Credit it where it’s due: Over the course of this debate, plenty of ground was covered and Wood came across as both well-informed and well-aware of what not to say to this audience. He valiantly agreed with Kingston where he could, valiantly dodged any Old Guard talking points wherever he could, and valiantly gave himself narrow rhetorical exit hatches should he win this election and be called out by quibbling, literalistic accountabilists. He did a nice job, without a doubt. It was a nice showing. He came off as a nice man.
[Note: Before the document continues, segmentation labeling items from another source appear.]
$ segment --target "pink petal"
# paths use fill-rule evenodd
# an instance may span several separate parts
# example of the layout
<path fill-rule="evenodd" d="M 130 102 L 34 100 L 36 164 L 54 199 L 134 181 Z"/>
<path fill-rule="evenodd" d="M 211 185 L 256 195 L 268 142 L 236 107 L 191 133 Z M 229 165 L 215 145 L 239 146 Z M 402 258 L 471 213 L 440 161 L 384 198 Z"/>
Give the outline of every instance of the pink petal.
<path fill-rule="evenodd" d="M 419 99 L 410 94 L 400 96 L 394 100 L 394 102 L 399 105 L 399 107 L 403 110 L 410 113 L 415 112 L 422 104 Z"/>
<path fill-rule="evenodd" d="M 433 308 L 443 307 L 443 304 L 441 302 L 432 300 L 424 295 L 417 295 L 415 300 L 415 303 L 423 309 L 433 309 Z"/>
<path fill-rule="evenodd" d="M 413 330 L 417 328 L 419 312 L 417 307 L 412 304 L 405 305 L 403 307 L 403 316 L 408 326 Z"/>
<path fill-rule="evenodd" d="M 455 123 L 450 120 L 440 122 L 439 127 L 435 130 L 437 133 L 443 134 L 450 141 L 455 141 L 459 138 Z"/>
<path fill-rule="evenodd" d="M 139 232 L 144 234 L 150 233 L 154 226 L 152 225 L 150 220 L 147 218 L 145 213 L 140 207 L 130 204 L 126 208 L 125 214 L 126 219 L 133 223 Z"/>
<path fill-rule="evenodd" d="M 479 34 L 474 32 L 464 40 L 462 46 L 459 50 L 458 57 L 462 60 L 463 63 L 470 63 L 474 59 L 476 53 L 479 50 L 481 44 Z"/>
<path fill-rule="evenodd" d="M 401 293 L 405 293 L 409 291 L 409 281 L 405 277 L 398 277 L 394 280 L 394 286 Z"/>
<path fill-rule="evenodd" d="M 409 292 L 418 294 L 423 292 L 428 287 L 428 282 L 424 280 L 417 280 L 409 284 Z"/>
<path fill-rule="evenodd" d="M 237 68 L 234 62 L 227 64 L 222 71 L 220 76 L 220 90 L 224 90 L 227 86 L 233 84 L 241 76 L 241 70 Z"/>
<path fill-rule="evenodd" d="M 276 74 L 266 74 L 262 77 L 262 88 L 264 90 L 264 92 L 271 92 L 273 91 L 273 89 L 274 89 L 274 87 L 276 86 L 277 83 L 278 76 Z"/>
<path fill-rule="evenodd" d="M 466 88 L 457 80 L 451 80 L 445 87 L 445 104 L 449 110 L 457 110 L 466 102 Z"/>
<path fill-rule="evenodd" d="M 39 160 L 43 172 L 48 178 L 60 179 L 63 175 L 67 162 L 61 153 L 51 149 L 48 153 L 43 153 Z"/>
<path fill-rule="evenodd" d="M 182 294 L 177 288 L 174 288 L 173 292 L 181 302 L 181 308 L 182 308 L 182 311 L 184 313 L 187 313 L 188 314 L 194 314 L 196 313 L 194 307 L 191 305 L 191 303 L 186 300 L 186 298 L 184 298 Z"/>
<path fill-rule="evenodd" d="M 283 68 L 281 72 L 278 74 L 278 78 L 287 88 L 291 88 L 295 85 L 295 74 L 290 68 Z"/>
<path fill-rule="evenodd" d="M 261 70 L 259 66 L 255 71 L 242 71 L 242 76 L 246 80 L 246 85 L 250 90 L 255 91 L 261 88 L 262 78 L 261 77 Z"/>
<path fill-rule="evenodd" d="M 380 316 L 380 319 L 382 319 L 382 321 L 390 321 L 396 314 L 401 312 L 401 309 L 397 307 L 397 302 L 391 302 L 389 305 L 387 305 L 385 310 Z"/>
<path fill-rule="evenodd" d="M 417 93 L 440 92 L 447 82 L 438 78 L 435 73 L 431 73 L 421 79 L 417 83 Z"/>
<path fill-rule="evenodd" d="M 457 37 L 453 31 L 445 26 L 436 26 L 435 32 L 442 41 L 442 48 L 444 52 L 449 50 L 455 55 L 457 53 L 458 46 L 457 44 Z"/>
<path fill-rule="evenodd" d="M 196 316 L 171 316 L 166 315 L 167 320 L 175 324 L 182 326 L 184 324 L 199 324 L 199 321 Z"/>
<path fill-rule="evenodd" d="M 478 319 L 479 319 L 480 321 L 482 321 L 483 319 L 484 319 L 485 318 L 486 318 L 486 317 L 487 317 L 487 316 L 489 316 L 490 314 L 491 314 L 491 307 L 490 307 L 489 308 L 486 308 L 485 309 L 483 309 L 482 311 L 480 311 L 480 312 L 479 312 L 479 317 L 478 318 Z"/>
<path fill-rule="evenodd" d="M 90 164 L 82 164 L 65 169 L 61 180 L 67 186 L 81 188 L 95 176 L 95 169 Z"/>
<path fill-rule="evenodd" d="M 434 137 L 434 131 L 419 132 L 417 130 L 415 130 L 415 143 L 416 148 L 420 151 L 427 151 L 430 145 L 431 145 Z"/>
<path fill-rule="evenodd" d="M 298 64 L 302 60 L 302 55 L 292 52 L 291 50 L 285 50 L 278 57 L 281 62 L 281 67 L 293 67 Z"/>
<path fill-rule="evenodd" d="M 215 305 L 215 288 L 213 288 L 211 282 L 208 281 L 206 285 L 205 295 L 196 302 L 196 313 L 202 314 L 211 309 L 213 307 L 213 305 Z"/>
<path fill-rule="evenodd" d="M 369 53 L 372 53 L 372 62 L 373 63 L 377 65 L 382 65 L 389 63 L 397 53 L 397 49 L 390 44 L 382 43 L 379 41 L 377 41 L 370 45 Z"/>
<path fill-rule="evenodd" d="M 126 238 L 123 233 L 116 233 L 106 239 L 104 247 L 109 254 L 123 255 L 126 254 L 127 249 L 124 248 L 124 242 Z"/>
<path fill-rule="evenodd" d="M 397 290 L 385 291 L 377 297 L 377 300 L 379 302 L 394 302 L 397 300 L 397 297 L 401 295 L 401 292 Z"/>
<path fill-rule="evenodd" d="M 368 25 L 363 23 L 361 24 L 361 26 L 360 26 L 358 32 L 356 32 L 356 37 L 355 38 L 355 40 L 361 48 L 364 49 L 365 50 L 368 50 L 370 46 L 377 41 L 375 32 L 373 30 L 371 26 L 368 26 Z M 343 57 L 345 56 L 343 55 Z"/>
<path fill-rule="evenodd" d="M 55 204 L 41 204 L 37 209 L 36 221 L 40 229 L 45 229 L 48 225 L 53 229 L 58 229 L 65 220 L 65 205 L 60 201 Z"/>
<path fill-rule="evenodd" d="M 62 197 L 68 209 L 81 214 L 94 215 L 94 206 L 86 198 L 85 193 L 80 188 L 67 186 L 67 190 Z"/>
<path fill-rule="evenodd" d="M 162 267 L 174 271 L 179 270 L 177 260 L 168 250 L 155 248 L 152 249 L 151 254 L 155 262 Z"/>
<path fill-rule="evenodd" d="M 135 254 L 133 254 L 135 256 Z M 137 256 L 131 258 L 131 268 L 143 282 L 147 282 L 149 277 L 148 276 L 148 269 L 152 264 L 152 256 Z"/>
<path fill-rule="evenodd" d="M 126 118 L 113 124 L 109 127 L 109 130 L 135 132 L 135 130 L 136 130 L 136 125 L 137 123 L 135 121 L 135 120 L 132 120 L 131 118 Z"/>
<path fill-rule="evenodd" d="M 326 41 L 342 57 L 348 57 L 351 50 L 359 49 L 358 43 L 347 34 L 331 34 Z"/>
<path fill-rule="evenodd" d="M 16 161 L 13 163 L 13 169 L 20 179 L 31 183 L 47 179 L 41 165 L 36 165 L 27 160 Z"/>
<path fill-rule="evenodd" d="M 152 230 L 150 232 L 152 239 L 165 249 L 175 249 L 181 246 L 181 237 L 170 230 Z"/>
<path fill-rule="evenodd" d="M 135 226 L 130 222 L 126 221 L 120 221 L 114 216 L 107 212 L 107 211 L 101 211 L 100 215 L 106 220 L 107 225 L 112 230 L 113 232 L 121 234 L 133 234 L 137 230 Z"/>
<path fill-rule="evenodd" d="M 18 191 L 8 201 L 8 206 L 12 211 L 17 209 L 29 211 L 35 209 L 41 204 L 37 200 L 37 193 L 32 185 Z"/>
Kingston, on the other hand, was less nice. He held his ground when it came to a command of the nitty-gritty details. He had tough language and shared tough policy positions on tough problems like homelessness, affordable housing, the police and fire pension, the deferred bond package vote, street repair and southern sector development. He even gave himself a little tough love, apologizing for having supported an economic development package that he says went deeply awry. No, he didn’t seem as nice as Wood did, but — again flying in the face of the super PAC ads — he also managed not to murder anyone with funny zingers or brutal insults, and he did manage to say some stuff that seemed, to the untrained eye, at least a little compassionate. Given the nefarious colors in which the super PAC is painting him, that was enough for him to come off near-saintly in this setting.
So who won the debate? That’s tough to say. After it ended, I asked around the crowd some for their thoughts. Many seemed to think that the event simply reinforced some long-entrenched positions.
But then there was this one friend of mine — by all accounts, a very nice guy. He’d arrived unsure about his choice, but fully ready to hate Kingston. He said this debate swung him into the Kingston camp. His reasoning? He said that the issues Dallas, and District 14 specifically, face are not nice problems.
Niceness, turns out, ain’t the end-all-be-all. Or, well, maybe it shouldn’t be, anyway.